O que se passa com a hemorragia do ânus?

Se tiver uma hemorragia intestinal, olhe primeiro para a hemorragia e veja de que cor é o sangue, quer seja vermelho vivo ou vermelho escuro. Se o sangue for geralmente vermelho vivo, é considerado como sangrando da parte inferior do corpo, como sangramento rectal, hemorróidas anais ou fissuras anais.
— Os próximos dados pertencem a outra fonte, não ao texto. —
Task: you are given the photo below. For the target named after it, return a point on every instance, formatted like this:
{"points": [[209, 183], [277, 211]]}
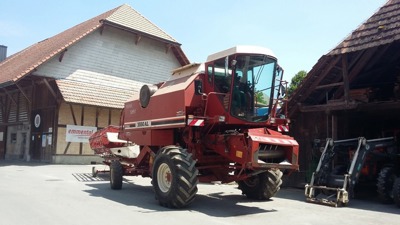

Se o sangue for relativamente vermelho escuro, significa que o sangue foi oxidado, ou seja, a hemorragia está na parte superior do tubo digestivo, o estômago e o duodeno estão geralmente a sangrar mais frequentemente, enquanto a hemorragia do intestino delgado é relativamente rara. Por exemplo, se o sangue for misturado com as fezes, é geralmente a parte superior da hemorragia. Se o sangue só é coberto com gotas de sangue após a defecação, é considerado como sendo a parte inferior da hemorragia, tal como a hemorragia de hemorróidas, que não são misturadas com as fezes, mas normalmente cobertas com a superfície das fezes. Há também sintomas a acompanhar, tais como se as fezes são moles e se são acompanhadas por algo pegajoso como o ranho. Se for acompanhado por fezes mucosas, é importante excluir a possibilidade do tracto intestinal, tal como doença inflamatória intestinal ou cancro colorrectal. Se a hemorragia for acompanhada de dor evidente à volta do ânus, e depois acompanhada de fezes secas, é mais provável que seja considerada uma fissura anal. Se o sangue estiver sob a forma de gotas ou jactos, e a hemorragia parar após a defecação, e então o sangue estiver relativamente vermelho vivo, é mais provável que seja considerado uma hemorróida hemorrágica. Há também alguns pacientes com pólipos de cólon que também podem mostrar sangue nas fezes, mas a quantidade de hemorragia nestes pacientes é relativamente menor, e há também um grupo de pacientes com muco e sangue nas fezes. Mas qualquer que seja a causa da hemorragia, é melhor ir a um especialista para exame, tal como aperfeiçoar alguma anoscopia, ou mesmo um reino rectal para uma colonoscopia se necessário, o que ajudará no diagnóstico diferencial.